Reichmann Holdings will own 100% of Olympia & York Developments' issued shares until the five-year, non-interest bearing bonds issued to the unsecured creditors mature. Upon the bonds maturity, holders, unless they are paid in cash, will receive 90% of Olympia & York Developments shares.
Also, a Canadian real estate firm, 90% owned by Olympia & York Developments and 10% owned by the Reichmanns' holding company, would be created to hold Olympia & York Developments' major Canadian real estate assets. The company will be called O&Y Properties.
"This company will be able to benefit from any future upturn in the Canadian real estate market," the release says.
Finally, Olympia & York Realty Corp., through which Olympia & York Developments owns its U.S. operations, including its real estate and the common shares it holds of Catellus Development Company and Santa Fe Energy Resources, will be spun off into a new company called OYRC Holdings.
OYRC Holdings would also be able to benefit from upturns in the U.S. real estate market.
"The separate existence of this company should achieve substantial benefits for unsecured creditors," the release says. "Ultimately, it is expected that this company will be owned 51% by the company established by the [Reichmanns] and 49% by the unsecured creditors."
As part of the spinoff, OYRC Holdings will issue to Olympia & York $500 million of a 10-year note yielding 7 1/2% annually. The note will be assigned to the Olympia & York Developments bondholders' trustee and will be distributed proportionately to bondholders in three years as a partial payment for their bonds.

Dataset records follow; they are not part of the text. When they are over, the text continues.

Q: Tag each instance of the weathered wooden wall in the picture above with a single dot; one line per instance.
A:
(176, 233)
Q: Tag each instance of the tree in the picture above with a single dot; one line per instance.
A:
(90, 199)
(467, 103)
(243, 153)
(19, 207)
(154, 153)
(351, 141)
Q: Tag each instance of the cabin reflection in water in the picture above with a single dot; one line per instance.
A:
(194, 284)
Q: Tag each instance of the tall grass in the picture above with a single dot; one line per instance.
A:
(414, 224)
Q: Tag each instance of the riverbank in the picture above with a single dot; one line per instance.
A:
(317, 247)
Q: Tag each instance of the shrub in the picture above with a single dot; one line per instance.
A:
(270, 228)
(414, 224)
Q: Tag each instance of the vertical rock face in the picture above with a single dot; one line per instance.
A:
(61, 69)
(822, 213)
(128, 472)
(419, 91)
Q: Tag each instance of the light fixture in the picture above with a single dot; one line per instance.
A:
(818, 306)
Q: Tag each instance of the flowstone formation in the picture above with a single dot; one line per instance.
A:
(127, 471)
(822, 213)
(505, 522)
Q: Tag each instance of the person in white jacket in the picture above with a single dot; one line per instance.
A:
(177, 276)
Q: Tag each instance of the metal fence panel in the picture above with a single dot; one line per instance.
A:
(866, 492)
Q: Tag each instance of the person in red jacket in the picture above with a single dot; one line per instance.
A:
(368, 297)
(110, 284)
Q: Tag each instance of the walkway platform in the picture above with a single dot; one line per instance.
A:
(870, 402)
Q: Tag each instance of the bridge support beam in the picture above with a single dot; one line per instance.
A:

Olympia & York Realty's spin-off must be carried out as part of a confirmed Chapter 11 plan for Olympia & York Developments. Consequently, the Canadian plan's success hinges on U.S. bankruptcy court's confirmation of the Chapter 11 plan.
In Canada, 34 creditor classes will vote on the plan during meetings currently scheduled from Nov. 25 to 30. Voting under Chapter 11 will take place according to a timetable to be set by the bankruptcy court.
The Chapter 11 plan excludes the assets or liabilities of Olympia & York Realty Corp., O&Y Equity (Canada) Ltd. or O&Y (U.S.) Development Canada Ltd., which own Olympia & York's U.S. subsidiaries.
New Junk Deals Ahead
School's back in session in high-yield land after last week's Donaldson, Lufkin & Jenrette Securities Corp.'s conference and at least four offerings are slated for this week.
Deals expected include: Overhead Door Corp.'s $90 million, seven-year senior note offering; Dial Page's $75 million, 10-year senior note deal: Multicare Cos.' $100 million 10-year senior note offering; and TKR Cable 1's $350 million 15-year senior note offering.
Other deals are beginning roadshows, the buy-side source said, adding that he spends approximately 50% to 70% of his time reading red herrings. However, a trader yesterday said he's heard of a number of deals that have been postponed.
First Boston Corp. is managing the Overhead deal, price talk on which is 12 1/2 area. Donaldson, Lufkin & Jenrette will handle the Dial Page and Multicare offerings. Merrill Lynch is handling TKR Cable.
Buy-side sources added that the offerings are more attractive than what was available three to four weeks ago. One added that single-B credits are yielding in the 12% range now.
In secondary trading, high-yield bonds and high-grade bonds lost 1/4 point in sympathy with Treasuries in quiet trading.
Long Island Lighting Co. issued $451 million of 9% debentures due 2022. The debentures were priced at 99.382 to yield 9.06% or 145 basis points over comparable Treasuries. They are callable after 10 years at 104.19. Moody's rates the offering Baa3, while Standard & Poor's rates at BBB-minus. Lehman Brothers lead managed the offering.
Federal National Mortgage Association issued $130 million of 5.050% medium-term notes due 1995. Noncallable for a year, the notes were priced at 99 30/32 to yield 5.073% or 31 basis points over comparable Treasuries. Lehman managed the offering.
Safeway Inc. issued $74 million of 10% senior notes due 2002 at par. The noncallable notes were rated Ba2 by Moody's and BB-minus by Standard & Poor's. Salomon Brothers Inc. sole-managed the offering.